Once you fully understand the fundamentals of grouping tracks and bussing mixer channels to simplify and streamline the mixing process, you're qualified to step up to the next level.
Here, we share six tried and tested 'power user‘ bussing techniques guaranteed to get your creative juices flowing. For more power mixing tutorials, pick up the April edition of Computer Music.
Step 1: Use subgroups to organise your mix, and compress them. Compress the drum bus to add groove and bounce, the guitar bus to glue the guitars around each other, and so on. This can allow for a more targeted and controlled ‘glue’ effect than full mix compression, though also a little less complex, as there’ll be no interaction between groups.
Step 2: Create parallel busses called Bass, Mids and Treble, and send each track to the most appropriate one: kick, floor tom and bass guitar to the Bass bus; snare, electric guitar and vocal to the Mids bus; and drum overheads, acoustic guitar and maybe female vocal to the Treble bus. Compress each bus to glue those elements, and blend in the mix to taste.

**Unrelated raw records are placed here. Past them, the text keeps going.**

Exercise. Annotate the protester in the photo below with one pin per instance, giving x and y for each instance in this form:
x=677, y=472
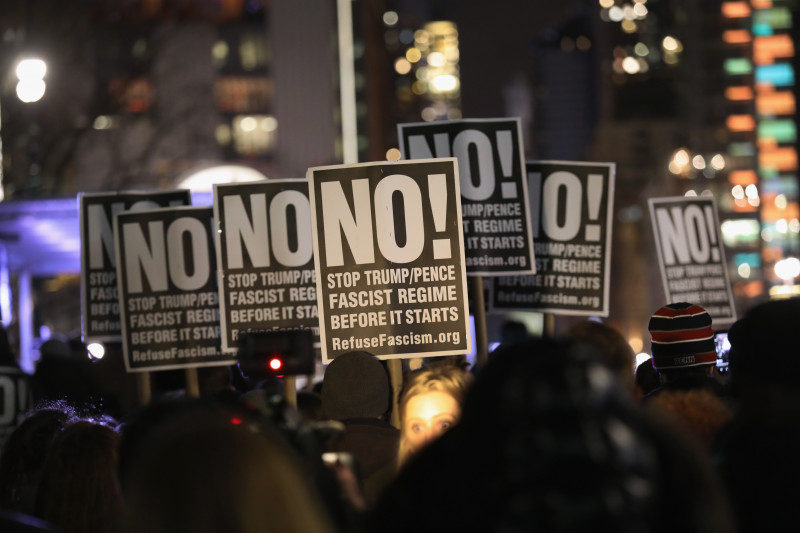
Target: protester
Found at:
x=62, y=375
x=614, y=351
x=24, y=455
x=698, y=412
x=646, y=379
x=78, y=491
x=430, y=404
x=356, y=392
x=683, y=348
x=756, y=454
x=547, y=442
x=16, y=387
x=217, y=475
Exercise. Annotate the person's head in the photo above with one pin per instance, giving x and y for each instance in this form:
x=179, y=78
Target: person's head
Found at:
x=700, y=413
x=24, y=455
x=217, y=476
x=429, y=405
x=682, y=341
x=78, y=491
x=763, y=356
x=551, y=444
x=613, y=350
x=355, y=385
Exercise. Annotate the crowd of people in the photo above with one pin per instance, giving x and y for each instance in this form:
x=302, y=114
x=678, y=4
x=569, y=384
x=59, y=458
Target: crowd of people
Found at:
x=553, y=434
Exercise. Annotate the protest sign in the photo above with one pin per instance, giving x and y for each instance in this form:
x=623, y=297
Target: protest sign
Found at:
x=265, y=256
x=165, y=269
x=15, y=400
x=494, y=193
x=691, y=255
x=389, y=256
x=101, y=317
x=571, y=218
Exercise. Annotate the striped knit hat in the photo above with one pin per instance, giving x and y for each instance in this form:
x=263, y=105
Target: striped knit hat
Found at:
x=682, y=337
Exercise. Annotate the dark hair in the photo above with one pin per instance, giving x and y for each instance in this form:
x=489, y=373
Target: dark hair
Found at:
x=611, y=347
x=217, y=476
x=78, y=491
x=547, y=442
x=24, y=455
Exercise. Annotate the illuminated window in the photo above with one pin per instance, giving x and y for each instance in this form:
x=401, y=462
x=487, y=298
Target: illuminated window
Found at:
x=781, y=159
x=780, y=75
x=740, y=123
x=738, y=65
x=766, y=49
x=254, y=134
x=735, y=9
x=775, y=103
x=778, y=18
x=736, y=36
x=242, y=94
x=742, y=177
x=739, y=93
x=742, y=149
x=783, y=131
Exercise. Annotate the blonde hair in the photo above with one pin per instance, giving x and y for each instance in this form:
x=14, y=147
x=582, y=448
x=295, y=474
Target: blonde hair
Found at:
x=444, y=377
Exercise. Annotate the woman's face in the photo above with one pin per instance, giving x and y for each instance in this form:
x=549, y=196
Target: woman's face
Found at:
x=428, y=415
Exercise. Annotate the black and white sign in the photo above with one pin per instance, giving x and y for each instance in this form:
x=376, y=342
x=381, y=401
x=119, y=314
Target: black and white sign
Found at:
x=101, y=317
x=389, y=256
x=571, y=217
x=691, y=255
x=265, y=256
x=166, y=271
x=494, y=194
x=15, y=400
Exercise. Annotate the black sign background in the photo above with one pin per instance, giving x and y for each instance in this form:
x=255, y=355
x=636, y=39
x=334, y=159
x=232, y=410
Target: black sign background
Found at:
x=571, y=217
x=101, y=317
x=494, y=192
x=258, y=291
x=413, y=303
x=166, y=271
x=691, y=254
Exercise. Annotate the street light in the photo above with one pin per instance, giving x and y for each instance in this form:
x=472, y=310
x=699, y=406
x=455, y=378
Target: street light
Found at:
x=31, y=86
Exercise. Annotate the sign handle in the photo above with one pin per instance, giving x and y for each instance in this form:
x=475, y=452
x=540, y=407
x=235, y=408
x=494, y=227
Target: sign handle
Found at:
x=548, y=325
x=290, y=390
x=395, y=367
x=143, y=387
x=192, y=383
x=479, y=312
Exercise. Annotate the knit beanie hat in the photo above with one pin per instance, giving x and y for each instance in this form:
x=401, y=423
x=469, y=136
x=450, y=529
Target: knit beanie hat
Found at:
x=355, y=385
x=682, y=337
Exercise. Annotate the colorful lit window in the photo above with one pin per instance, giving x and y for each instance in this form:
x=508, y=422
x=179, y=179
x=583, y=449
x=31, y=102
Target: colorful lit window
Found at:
x=783, y=131
x=775, y=103
x=767, y=49
x=780, y=75
x=736, y=36
x=739, y=93
x=738, y=65
x=777, y=18
x=781, y=159
x=740, y=123
x=742, y=177
x=735, y=9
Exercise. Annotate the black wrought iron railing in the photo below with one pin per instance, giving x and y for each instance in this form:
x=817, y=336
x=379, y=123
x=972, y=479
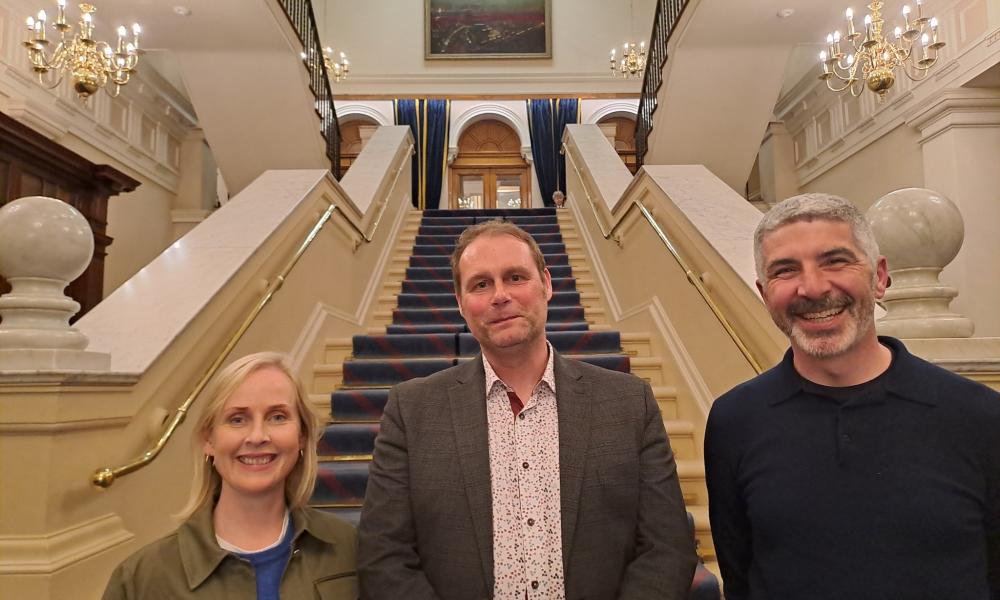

Step 3: Try the last two tricks together: bus parts into groups by instrument, but also send to parallel buses according to the vague (and deliberately intuitive) scheme in the last step. This gives you very controllable interaction between, say, the guitars; and also very controllable interaction between the electric guitar and the snare drum at the same time.
Step 4: Compress your guitar group, with the sidechain keyed from from the lead vocal, so that the guitars duck down when the vocals come in, and ride up again afterwards. You probably won’t want more than a dB or two of this at most. Compressors with a Range parameter are useful, as you can then control the amount of ducking very precisely.
Step 5: Use a multiband compressor with a sidechain input to duck just the low-mids of your guitar group when every snare hits. Multiband ducking can also provide a subtler version of the famous ‘kick-ducks-bass’ trick, where your kick only ducks the low frequencies of the bass instead of the whole signal.
Step 6: Finally, use Sound Radix Surfer EQ to process a guitar group, with your lead vocal piped into the sidechain input. Set a bell cut or two to track prominent harmonics in the vocal part, with the Gate function set so that the cuts are only active when the vocal is present. It’s a pro trick, but it can achieve that necessary separation in vital frequency areas.